Seems like this is saying something different.

If it was purely lack of hearing leads to atrophy and neural decay, then why are deaf not all just in steady decline and dying off?

There must be more to it, why can't people that loose hearing later, learn sign language, and thus stay active, just like the deaf.


> why can't people that loose hearing later, learn sign language, and thus stay active, just like the deaf.

Did their friends and family learn sign language as well? People who are deaf young tend to get a social circle who can communicate with deaf people, while old people are unlikely to rebuild all of that.


Very few adults learn a new language to a high level. It can be done, but most get to the level of ordering a beer and call it good if they get alcohol.

If you don't need to use the language except for a one week tour (where you are still mostly with people who speak your language) this is good enough. However if you are suddenly without ability to communicate you probably can't suddenly learn fast enough to combat decline.


This seems to be backed up by a lot of other things. Social activity especially seems to be useful for preventing decline.


Fun fact: auditory signals are the fastest path to human reflexes, way faster than vision. I forget the exact numbers, but visual reactions are on the order of 300ms whereas auditory reactions are sub 100 IIRC. Feel free to correct me if anyone can find numbers.

So all those blind fights in the matrix cartoons or daredevil are sill, but not quite as silly as you might have expected. There is actually a significant reaction time advantage. But good look hearing a sword swing at your face vs your leg lol


There is a difference, but not that dramatic.

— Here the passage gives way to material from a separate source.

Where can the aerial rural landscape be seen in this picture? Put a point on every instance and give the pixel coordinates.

You can try it on yourself here - https://playback.fm/audio-reaction-time


There's a lot more between the actions there image to display, mouse to computer that have nothing to do with internal meatbag reactions. Especially when we're already measuring in milliseconds.


I'm referring to the paper cited in the linked site, which quotes about 50ms of difference in reaction time between auditory and visual, not 200ms like stated in the comment above.

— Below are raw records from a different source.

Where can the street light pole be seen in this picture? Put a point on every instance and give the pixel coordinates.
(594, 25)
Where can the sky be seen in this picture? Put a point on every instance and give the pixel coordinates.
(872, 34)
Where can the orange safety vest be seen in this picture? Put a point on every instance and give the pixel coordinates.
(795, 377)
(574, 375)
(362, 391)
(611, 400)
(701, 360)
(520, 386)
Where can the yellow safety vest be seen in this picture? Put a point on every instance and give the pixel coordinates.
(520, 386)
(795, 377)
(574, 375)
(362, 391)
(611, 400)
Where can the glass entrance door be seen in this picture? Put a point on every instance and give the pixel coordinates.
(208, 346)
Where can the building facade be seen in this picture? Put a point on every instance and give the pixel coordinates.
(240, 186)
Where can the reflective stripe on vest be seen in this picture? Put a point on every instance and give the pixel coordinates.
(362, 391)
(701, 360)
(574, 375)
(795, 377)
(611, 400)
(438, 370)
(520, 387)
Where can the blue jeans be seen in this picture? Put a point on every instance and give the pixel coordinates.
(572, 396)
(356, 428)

Seems rather unsurprising, given what we already know of the brain. Though I guess specific studies like this is more actionable.

Good thing hearing aids have become more affordable lately, from over-the-counter models to DIY style using cheap microcontrollers for developing countries.

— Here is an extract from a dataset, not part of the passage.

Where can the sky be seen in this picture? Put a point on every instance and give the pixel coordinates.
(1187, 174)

What about people who are completely deaf since birth?


Different mechanisms, you’re born with ~100x the amount of neurons you’ll have as an adult, those normally used for hearing get adapted and trained on other stimuli.


Make sure their glasses prescriptions are up to date & that they are engaged with the world (and not slipping away) too.


There is no pre-existing neutral training in a newborn's brain.

Adults who become deaf lose a stimulus that their brains are already trained to use.


I would assume they compensate with other senses and so if they get blind at high age they are at equal risk.


Alternate headline: people who take actions to be more social slow cognitive decline.


Yes, but this is also a very concrete solution to encourage people to take more actions.


It's not that simple. If you have hearing problems it can be quite difficult to be social no matter how hard you try.